Antiretroviral therapy reduces the rate of hepatic decompensation among HIV- and hepatitis C virus-coinfected veterans.
Academic Article
Overview
abstract
BACKGROUND: Human immunodeficiency virus (HIV) coinfection accelerates the rate of liver disease outcomes in individuals chronically infected with hepatitis C virus (HCV). It remains unclear to what degree combination antiretroviral therapy (ART) protects against HCV-associated liver failure.
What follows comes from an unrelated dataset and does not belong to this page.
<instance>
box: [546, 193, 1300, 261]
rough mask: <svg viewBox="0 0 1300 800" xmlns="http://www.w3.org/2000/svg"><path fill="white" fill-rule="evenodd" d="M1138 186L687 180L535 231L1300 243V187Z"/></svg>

METHODS: We evaluated 10 090 HIV/HCV-coinfected males from the Veterans Aging Cohort Study Virtual Cohort, who had not initiated ART at entry, for incident hepatic decompensation between 1996 and 2010. We defined ART initiation as the first pharmacy fill date of a qualifying ART regimen of ≥3 drugs from ≥2 classes. Hepatic decompensation was defined as the first occurrence of 1 hospital discharge diagnosis or 2 outpatient diagnoses for ascites, spontaneous bacterial peritonitis, or esophageal variceal hemorrhage. To account for potential confounding by indication, marginal structural models were used to estimate hazard ratios (HRs) of hepatic decompensation, comparing initiation of ART to noninitiation. RESULTS: We observed 645 hepatic decompensation events in 46 444 person-years of follow-up (incidence rate, 1.4/100 person-years). Coinfected patients who initiated ART had a significantly reduced rate of hepatic decompensation relative to noninitiators (HR = 0.72; 95% confidence interval [CI], .54-.94). When we removed individuals with HIV RNA ≤400 copies/mL at baseline from the analysis (assuming that they may have received undocumented ART at entry), the hazard ratio became more pronounced (HR = 0.59; 95% CI, .43-.82). CONCLUSIONS: Initiation of ART significantly reduced the rate of hepatic decompensation by 28%-41% on average. These results suggest that ART should be administered to HIV/HCV-coinfected patients to lower the risk of end-stage liver disease.